4. Rick Lewis and Michael Floorwax
You've got to give Dean and Rog a modicum of credit. They've been around for many a year, but they haven't lost their teeth; they're as galling as ever. This is not the situation with Lewis and Floorwax. Once the standard by which every other radio putz was measured, they're in danger of becoming too safe for their own good. Why? It may have something to do with the Fox's classic-rock approach, which is getting more and more difficult to distinguish from the oldies and nostalgia formats spewed by competitors. But more likely the fault lies with Lewis and Floorwax themselves. Since they've barely changed their style in more than half a decade, they now seem about as outrageous as vanilla ice cream. They register so impressively here mainly because of pathetic, patience-testing interviews like a chat with Detroit Lions running back Barry Sanders conducted a couple of weeks back. Sanders clearly felt that the DJs' paltry jests were as droll as a case of flesh-eating disease. You couldn't help but agree with him.
3. Willie B. Hung
Hung was among the first hard-rock jocks in Colorado to recognize that metal was on the way to the scrap heap, at least from a commercial standpoint; he was lobbying the fat cats at the late KAZY to replace songs by Winger with screeds from Rage Against the Machine long before it was popular to do so. But his musical acumen is offset by his irksome persona. Between cuts, he practically shouts hackneyed surfer lingo interspersed with paeans to partying, sexing and getting crazy that might embarrass Andrew "Dice" Clay.
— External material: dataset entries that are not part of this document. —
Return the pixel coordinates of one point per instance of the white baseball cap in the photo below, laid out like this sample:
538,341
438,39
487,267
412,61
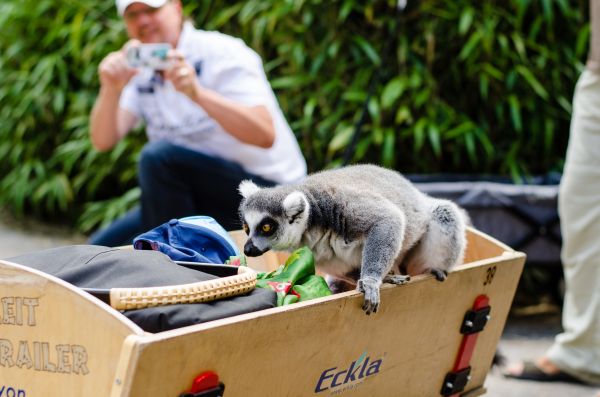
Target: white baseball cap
123,4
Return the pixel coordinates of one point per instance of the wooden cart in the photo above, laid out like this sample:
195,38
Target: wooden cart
57,340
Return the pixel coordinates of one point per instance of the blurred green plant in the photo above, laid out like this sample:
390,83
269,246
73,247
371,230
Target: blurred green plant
467,87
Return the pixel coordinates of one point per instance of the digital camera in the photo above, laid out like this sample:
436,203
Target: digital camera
153,56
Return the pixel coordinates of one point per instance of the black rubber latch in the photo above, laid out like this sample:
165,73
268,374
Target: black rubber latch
455,382
475,320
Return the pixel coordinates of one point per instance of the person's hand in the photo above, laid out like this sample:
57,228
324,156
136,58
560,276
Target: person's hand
182,75
114,71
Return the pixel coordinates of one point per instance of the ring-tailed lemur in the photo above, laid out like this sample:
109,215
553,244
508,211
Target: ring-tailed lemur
363,223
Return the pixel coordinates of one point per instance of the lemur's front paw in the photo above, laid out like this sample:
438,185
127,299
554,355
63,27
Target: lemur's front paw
440,275
370,287
396,279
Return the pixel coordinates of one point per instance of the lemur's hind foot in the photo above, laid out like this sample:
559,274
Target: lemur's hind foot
440,275
396,279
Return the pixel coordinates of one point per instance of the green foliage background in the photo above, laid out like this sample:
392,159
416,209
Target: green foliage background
459,87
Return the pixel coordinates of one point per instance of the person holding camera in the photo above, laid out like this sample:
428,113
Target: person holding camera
575,354
211,118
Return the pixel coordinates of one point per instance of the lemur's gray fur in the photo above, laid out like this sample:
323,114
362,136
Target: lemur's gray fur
363,223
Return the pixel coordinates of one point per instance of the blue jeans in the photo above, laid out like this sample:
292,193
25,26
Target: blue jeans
178,182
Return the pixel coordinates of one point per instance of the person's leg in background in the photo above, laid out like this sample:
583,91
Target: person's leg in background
178,182
576,351
121,231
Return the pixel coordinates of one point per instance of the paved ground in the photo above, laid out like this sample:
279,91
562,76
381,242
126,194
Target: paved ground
525,337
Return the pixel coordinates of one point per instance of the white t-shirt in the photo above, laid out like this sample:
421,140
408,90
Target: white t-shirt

He may have a good ear, but he's got a bad, bad mouth.
2. George Weber
Even people who disagree with talk-show hosts such as KOA's Mike Rosen and KTLK's Boyles tend to respect them anyway, if only because they appear to possess consistent belief systems. Not so Weber, whose ideology switches back and forth like a tulip in a hurricane. He tends to take whichever side of an issue is apt to enrage the largest percentage of his audience. His positions seem less important to him than do the arguments that they provoke--spats he encourages with snide comments and the deft use of a switch on his control board that prevents callers from responding to him unless it strikes his fancy. People on opposing sides of the political spectrum have differing views about talk radio, but on Weber most concur: He's dreadful.
1. Frosty Stillwell, Frank Kramer and Jamie White
Tuning in to Frosty, Frank and Jamie is like being trapped at a gathering with the three most repellent people you've ever met. It's unfair to single out White for the majority of criticism, but it's tempting nonetheless. In a recent interview, she said that she was a little bit on the obnoxious side, but that's like arguing that Mussolini was politically somewhat to the right of center. She's stunningly aggravating--the perfect match for Frosty and Frank, who take the lowest-common-denominator relationship chatter also offered up by the Mix to hitherto-undreamt-of heights of stupidity. (An example: Last week, the triumvirate got a big chuckle from a bogus story about a woman whose three young children died horribly within moments of each other. Afterward, White claimed that she fears being stricken with lockjaw while performing oral sex--and then delivered the morning's news.) They may not quite measure up to the consistent awfulness of Dean and Rog, but they're getting closer every day. And if that doesn't frighten you, nothing will.